# Feature Engineering

In [19]:
import warnings
import numpy as np
import lightgbm as lgbm
from process_functions import train_test_loader

warnings.filterwarnings('ignore')

In [20]:
train_features, train_target, test_features, test_target = train_test_loader('../Data/Feature_Engineering')

print("Training Size = {}".format(train_features.shape))
print("Testing Size = {}".format(test_features.shape))

print("No. of positive in training = {}".format(train_target.sum()[0]))
print("No. of positive in testing = {}".format(test_target.sum()[0]))

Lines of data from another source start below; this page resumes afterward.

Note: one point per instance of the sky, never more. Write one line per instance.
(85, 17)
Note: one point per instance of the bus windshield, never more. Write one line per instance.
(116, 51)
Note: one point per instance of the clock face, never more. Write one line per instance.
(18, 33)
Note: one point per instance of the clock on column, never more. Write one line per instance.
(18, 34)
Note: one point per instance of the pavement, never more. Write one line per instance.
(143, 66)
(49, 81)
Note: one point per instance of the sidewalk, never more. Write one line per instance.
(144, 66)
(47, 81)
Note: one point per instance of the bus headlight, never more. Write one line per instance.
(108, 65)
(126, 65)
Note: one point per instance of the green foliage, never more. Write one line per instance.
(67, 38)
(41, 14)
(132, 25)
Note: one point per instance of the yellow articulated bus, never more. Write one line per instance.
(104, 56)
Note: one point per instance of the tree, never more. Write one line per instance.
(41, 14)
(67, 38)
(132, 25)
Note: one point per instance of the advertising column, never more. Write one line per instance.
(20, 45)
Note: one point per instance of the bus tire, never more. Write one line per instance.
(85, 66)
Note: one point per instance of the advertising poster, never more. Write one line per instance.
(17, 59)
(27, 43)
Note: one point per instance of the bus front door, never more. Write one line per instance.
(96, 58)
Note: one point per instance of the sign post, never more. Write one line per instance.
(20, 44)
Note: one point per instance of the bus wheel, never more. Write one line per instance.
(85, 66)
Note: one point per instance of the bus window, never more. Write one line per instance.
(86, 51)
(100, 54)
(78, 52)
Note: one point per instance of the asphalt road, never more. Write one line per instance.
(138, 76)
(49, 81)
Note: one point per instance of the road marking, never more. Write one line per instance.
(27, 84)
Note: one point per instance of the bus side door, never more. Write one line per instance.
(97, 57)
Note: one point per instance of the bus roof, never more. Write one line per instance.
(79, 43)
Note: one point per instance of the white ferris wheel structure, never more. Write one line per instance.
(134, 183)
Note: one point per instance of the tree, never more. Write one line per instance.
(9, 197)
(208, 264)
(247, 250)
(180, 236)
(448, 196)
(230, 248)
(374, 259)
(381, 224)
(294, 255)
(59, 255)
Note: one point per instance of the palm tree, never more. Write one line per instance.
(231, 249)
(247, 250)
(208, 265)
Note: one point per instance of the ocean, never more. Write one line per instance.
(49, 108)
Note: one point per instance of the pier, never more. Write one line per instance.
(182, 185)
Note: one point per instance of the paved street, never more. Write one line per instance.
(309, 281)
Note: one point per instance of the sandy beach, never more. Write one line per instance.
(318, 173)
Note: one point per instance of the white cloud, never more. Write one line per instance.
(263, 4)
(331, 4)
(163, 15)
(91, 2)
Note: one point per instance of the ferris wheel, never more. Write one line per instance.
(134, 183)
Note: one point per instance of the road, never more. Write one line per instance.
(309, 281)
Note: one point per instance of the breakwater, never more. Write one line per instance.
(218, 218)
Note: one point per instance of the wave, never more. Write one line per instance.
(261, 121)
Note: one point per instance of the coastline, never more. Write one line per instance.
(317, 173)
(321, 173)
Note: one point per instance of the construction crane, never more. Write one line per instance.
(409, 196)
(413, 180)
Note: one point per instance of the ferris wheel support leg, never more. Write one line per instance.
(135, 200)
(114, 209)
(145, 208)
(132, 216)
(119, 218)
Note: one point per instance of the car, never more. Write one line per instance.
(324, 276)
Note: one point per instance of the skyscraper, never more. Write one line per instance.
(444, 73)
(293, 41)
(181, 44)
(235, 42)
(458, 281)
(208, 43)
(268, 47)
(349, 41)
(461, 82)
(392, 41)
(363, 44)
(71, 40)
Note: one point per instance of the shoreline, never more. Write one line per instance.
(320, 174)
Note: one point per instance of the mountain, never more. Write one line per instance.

Training Size = (140000, 200)
Testing Size = (60000, 200)
No. of positive in training = 13964
No. of positive in testing = 6134


### Preparing LightGBM data

In [21]:
train_lgbm = lgbm.Dataset(data=train_features, label=train_target)
test_lgbm = train_lgbm.create_valid(data=test_features, label=test_target)

### Training Model

In [None]:
lgbm_parameter = {
    'num_leaves' : 3,
    'min_data_in_leaf' : 20,
    'max_depth' : 16,
    'bagging_fraction' : 0.4,
    'bagging_freq' : 5,
    'feature_fraction' : 0.1,
    'learning_rate' : 0.01,
    'boosting' : 'gbdt',
    'random_state' : 0,
    'num_boost_round' : 100000,
    'objective' : 'binary',
    'num_threads' : 3,
    'boosting_from_average' : True,
    'metric' : 'auc',
}

bst = lgbm.train(lgbm_parameter, train_set=train_lgbm, valid_sets=[train_lgbm, test_lgbm], \
                 verbose_eval=10000, early_stopping_rounds=10000)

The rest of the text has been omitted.